In vascular reactivity measurements on isolated rat aortic rings, we investigated the endothelium-dependent and -independent vasorelaxation by using acetylcholine and sodium nitroprusside. Endothelial dysfunction was induced by hydrogen peroxide. In the treatment group, rings were preincubated with a PARP-inhibitor. In the in vivo rat model of ageing-associated cardiovascular dysfunction, young and ageing rats were treated with a single dose of PARP-inhibitor, or with the peroxynitrite decomposition catalyst FP15. Using a pressure-conductance catheter, left ventricular pressure-volume analysis was performed to study cardiac function. Endothelium-dependent and -independent relaxation of aortic rings were investigated.

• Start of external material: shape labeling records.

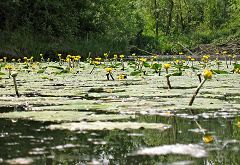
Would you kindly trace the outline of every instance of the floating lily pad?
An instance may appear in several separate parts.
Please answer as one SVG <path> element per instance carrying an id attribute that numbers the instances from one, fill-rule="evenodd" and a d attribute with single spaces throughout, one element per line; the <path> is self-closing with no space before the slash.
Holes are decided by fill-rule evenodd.
<path id="1" fill-rule="evenodd" d="M 180 154 L 189 155 L 195 158 L 207 157 L 207 151 L 197 144 L 174 144 L 163 145 L 159 147 L 144 148 L 138 150 L 136 155 L 168 155 L 168 154 Z"/>
<path id="2" fill-rule="evenodd" d="M 94 114 L 91 112 L 76 112 L 76 111 L 29 111 L 29 112 L 9 112 L 1 113 L 0 118 L 9 119 L 27 119 L 35 121 L 51 121 L 51 122 L 66 122 L 66 121 L 107 121 L 129 119 L 134 116 L 120 114 Z"/>
<path id="3" fill-rule="evenodd" d="M 170 128 L 170 125 L 160 123 L 137 123 L 137 122 L 80 122 L 80 123 L 62 123 L 50 125 L 48 128 L 68 129 L 71 131 L 77 130 L 114 130 L 114 129 L 158 129 L 165 130 Z"/>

Immunohistochemical analysis was performed to study the changes on the cellular and tissue level.

RESULTS

In our in vitro model, hydrogen peroxide caused a dose-dependent impairment of endothelium-dependent vasorelaxation of aortic rings which was significantly improved by PARP-inhibition. Ageing rats showed a marked reduction of cardiac function and loss of endothelium-dependent relaxant responsiveness of aortic rings. Both acute PARP-inhibition and FP15-treatment improved cardiac performance and endothelial function. Immunohistochemistry confirmed enhanced nitro-oxidative stress and PARP-activation in ageing rats, which were reversed in the treatment groups.

CONCLUSIONS

Our results demonstrate the importance of endogenous peroxynitrite-overproduction and the activation of the PARP pathway in the age-related functional decline of the cardiovascular system. Catalytic peroxynitrite decomposition and PARP-inhibition may represent novel antioxidant therapeutic utilities to improve ageing-associated cardiovascular dysfunction.